When Ellen was eight, her mother, embarrassed and furious because Ellen swam poorly in a swim meet, dragged her home and forced her to take off her swimsuit, walk naked to the garage, and throw the suit in the trash. She often punished her daughter by backing her in a corner and forcing her to drop her hands so that she could slap her. The slaps hurt, but making Ellen drop her hands added a deeper injury because it blocked her instinct for self-defense. By teaching children not to defend themselves, Using parents increase the risk that their children may end up in unhealthy relationships or may develop self-abusive behaviors.
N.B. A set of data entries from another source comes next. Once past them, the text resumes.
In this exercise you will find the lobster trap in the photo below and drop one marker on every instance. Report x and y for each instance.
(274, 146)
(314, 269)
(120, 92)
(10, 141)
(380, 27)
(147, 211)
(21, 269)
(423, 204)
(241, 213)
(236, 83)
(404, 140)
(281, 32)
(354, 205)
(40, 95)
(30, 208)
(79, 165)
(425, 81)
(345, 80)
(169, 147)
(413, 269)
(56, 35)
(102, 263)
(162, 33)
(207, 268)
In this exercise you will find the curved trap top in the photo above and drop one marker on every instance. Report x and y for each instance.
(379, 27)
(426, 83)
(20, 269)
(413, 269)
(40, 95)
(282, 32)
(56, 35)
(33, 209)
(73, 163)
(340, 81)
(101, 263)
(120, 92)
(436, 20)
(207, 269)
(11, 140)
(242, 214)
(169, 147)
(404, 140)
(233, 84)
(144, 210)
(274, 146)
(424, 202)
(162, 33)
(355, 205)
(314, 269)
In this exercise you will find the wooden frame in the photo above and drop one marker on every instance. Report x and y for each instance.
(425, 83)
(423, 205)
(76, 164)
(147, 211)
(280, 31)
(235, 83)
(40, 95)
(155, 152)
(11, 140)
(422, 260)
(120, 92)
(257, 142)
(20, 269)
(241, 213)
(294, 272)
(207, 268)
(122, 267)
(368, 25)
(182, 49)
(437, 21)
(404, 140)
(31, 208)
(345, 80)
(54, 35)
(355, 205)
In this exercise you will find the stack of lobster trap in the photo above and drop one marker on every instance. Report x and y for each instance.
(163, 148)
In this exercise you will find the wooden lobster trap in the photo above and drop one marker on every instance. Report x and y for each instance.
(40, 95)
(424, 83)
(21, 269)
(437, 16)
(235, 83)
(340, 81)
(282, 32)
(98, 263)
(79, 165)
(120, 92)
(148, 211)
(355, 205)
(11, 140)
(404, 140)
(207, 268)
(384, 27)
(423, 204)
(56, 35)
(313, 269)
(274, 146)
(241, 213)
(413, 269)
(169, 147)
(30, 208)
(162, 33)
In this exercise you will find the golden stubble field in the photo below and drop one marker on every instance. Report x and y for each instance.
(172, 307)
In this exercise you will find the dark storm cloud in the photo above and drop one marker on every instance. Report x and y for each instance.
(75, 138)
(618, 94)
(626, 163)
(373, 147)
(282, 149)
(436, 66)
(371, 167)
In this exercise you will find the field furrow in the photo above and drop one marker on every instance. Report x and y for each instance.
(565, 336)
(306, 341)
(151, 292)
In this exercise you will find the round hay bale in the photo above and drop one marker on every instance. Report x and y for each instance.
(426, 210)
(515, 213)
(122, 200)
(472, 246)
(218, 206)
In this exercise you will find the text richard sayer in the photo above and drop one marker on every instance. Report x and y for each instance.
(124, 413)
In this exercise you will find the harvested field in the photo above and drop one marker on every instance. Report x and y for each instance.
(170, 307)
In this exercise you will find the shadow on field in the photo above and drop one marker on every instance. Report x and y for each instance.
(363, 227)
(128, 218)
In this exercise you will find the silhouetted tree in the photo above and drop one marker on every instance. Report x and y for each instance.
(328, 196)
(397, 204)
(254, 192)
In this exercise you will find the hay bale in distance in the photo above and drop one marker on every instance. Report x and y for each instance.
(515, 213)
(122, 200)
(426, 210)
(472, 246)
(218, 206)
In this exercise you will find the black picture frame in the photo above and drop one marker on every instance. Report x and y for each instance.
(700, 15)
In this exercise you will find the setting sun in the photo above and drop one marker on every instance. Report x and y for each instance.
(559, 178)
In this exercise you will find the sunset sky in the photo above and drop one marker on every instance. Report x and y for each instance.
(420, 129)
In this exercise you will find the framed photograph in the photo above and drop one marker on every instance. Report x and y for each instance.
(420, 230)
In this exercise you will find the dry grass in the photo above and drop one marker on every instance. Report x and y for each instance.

Ellen’s father had died when she was two and her mother had quickly remarried. Claiming Ellen’s dad had been unfaithful, her mother destroyed all pictures of him. As Ellen grew up, she hungered to know more about her father, but her mother would never discuss him. After an aunt told Ellen she looked like her father, she asked her mother, begging, “Do I look like Dad?”
To which her mother coolly replied, “I don’t know. I never noticed.”
Using parents’ self-esteem rises a notch when they put someone else down. Even today, when Ellen wears a dress her mother likes, the older woman angrily demands, “Why didn’t you buy me that?” When Ellen wears a dress her mother dislikes, her mother snidely asks, “What’s that you’re wearing? You look like a clown.”